Nach einer Reise von 694.481 Meilen zum Mond und zurück ist das von Lockheed Martin (NYSE: LMT) gefertigte Orion-Raumschiff erfolgreich im Pazifischen Ozean gewassert. Damit wurde die Artemis-II-Mission der NASA abgeschlossen und ein bedeutender Meilenstein für die Rückkehr der Menschheit zur Erforschung des tiefen Weltraums gesetzt. Nach einer zehntägigen Reise um den Mond trat Orion mit seiner vierköpfigen Besatzung mit einer Geschwindigkeit von fast 24.000 Meilen pro Stunde spektakulär in die Erdatmosphäre ein, bevor die Fallschirme ausgelöst wurden und die Kapsel vor der Küste Südkaliforniens wasserte. Die Mission demonstrierte die Fähigkeit von Orion, Astronauten sicher über den erdnahen Orbit hinaus zu befördern - weiter von der Erde entfernt, als Menschen jemals zuvor gereist sind - und sie wohlbehalten nach Hause zu bringen.
Diese Kapazitäten sind für künftige Artemis-Missionen der NASA unerlässlich. Orions Mission: Die Weichenstellung für die künftige Exploration. Während des Fluges an Bord der Orion reisten die Astronauten Reid Wiseman, Victor Glover, Christina Koch und der Astronaut der kanadischen Raumfahrtbehörde, Jeremy Hansen, auf einer freien Rückkehrbahn Tausende von Meilen hinter die Rückseite des Mondes.
Während der Mission führte die Besatzung folgende Aufgaben aus: Durchführung kritischer Systembewertungen, einschließlich Lebenserhaltung, Navigation, Kommunikation, Antriebssteuerung und manueller Steuerung; Aufnahme wissenschaftlicher Bilder und Beobachtungen der Mondoberfläche auf der Rückseite; Test der vollständig integrierten Umweltkontroll- und Lebenserhaltungssysteme von Orion sowie fortschrittlicher Avionik und Crew-Schnittstellen; Aufstellung des Rekords für den am weitesten von der Erde entfernten bemannten Raumflug mit 252.756 Meilen. Diese Systeme ermöglichten es den Astronauten, im tiefen Weltraum zu leben und zu arbeiten, während sie wichtige Daten sammelten.
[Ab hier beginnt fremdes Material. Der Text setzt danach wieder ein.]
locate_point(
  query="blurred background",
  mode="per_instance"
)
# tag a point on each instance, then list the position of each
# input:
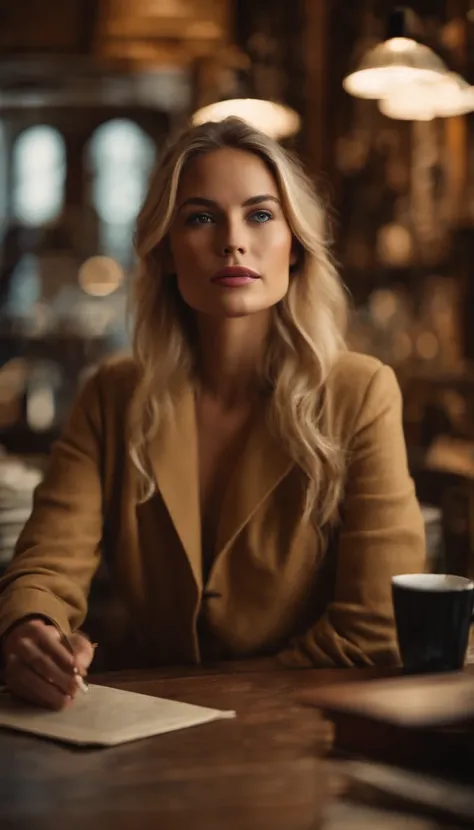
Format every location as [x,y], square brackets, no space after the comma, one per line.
[377,101]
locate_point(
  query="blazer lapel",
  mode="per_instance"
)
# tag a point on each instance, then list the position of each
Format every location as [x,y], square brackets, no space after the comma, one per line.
[261,467]
[174,460]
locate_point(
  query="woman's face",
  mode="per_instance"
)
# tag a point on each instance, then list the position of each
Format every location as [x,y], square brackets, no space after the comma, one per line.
[230,243]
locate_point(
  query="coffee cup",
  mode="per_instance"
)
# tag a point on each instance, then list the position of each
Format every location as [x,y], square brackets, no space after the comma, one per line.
[433,613]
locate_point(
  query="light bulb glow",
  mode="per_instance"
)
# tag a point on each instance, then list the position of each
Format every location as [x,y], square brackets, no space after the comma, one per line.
[387,65]
[449,96]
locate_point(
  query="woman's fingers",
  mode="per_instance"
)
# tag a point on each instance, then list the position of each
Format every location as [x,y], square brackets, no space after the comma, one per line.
[31,654]
[23,681]
[83,652]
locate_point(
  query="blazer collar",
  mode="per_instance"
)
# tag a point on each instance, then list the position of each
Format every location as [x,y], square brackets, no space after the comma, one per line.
[175,463]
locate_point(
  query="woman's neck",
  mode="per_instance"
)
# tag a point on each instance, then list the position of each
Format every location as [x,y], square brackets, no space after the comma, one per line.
[230,353]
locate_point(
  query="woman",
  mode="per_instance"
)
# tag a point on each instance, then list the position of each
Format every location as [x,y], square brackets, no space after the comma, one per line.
[244,476]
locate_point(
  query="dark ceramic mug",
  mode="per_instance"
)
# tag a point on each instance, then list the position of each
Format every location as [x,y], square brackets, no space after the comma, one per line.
[433,613]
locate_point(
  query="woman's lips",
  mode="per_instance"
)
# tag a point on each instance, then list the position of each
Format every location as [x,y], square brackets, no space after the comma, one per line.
[235,275]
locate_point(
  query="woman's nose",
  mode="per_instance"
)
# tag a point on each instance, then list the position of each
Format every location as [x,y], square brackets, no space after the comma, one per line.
[230,249]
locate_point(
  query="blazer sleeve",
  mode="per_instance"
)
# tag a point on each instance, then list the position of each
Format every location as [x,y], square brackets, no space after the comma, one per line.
[382,534]
[58,551]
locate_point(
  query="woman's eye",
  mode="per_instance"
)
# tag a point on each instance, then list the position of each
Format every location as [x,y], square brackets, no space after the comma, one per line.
[260,216]
[198,219]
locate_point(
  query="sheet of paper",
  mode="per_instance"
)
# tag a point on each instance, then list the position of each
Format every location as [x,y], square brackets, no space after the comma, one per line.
[105,717]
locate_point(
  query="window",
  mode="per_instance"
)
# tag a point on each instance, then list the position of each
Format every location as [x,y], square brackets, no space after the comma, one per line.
[39,169]
[121,156]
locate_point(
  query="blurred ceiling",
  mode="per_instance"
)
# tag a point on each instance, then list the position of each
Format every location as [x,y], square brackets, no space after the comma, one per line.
[105,51]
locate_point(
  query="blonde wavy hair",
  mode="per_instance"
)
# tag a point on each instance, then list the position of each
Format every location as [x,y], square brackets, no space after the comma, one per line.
[307,333]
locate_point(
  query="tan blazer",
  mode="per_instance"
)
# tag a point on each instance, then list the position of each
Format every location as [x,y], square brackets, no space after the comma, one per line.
[271,588]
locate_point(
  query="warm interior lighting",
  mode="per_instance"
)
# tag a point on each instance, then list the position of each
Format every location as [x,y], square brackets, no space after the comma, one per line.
[100,276]
[397,61]
[448,96]
[276,120]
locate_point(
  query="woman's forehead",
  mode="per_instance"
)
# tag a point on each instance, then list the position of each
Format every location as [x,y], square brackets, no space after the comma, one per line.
[225,172]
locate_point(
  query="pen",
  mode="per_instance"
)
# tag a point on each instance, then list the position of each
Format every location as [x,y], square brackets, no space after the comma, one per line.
[82,685]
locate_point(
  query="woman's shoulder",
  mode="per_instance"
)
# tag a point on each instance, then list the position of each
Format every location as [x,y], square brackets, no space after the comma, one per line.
[360,383]
[353,370]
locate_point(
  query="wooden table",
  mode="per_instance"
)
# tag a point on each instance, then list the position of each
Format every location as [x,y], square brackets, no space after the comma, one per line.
[261,771]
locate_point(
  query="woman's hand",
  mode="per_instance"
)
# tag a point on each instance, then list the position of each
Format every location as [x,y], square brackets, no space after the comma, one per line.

Die Daten werden genutzt, um Systeme und Abläufe im Vorfeld von Artemis III zu verfeinern, wobei das kritische Andocken an das Human Landing System der NASA demonstriert werden soll, sowie für Artemis IV, die darauf abzielt, zum ersten Mal seit Apollo wieder Astronauten auf dem Mond landen zu lassen.
Orion erbrachte während der gesamten Mission eine außergewöhnliche Leistung, einschließlich der anspruchsvollsten Phase, dem Wiedereintritt in die Erdatmosphäre. Der Hitzeschild des Raumschiffs hielt Temperaturen von fast 5.000 Grad Fahrenheit stand, während das Fallschirmsystem eine präzise Abstiegssequenz ausführte, um eine sichere Landung zu gewährleisten. Nach der Wasserung bargen Bergungsteams die Besatzung per Hubschrauber und brachten sie zum Bergungsschiff USS John P. Murtha.
Die Astronauten werden sich medizinischen Untersuchungen nach der Mission unterziehen, bevor sie an Land zurückkehren und anschließend zum Johnson Space Center der NASA in Houston geflogen werden.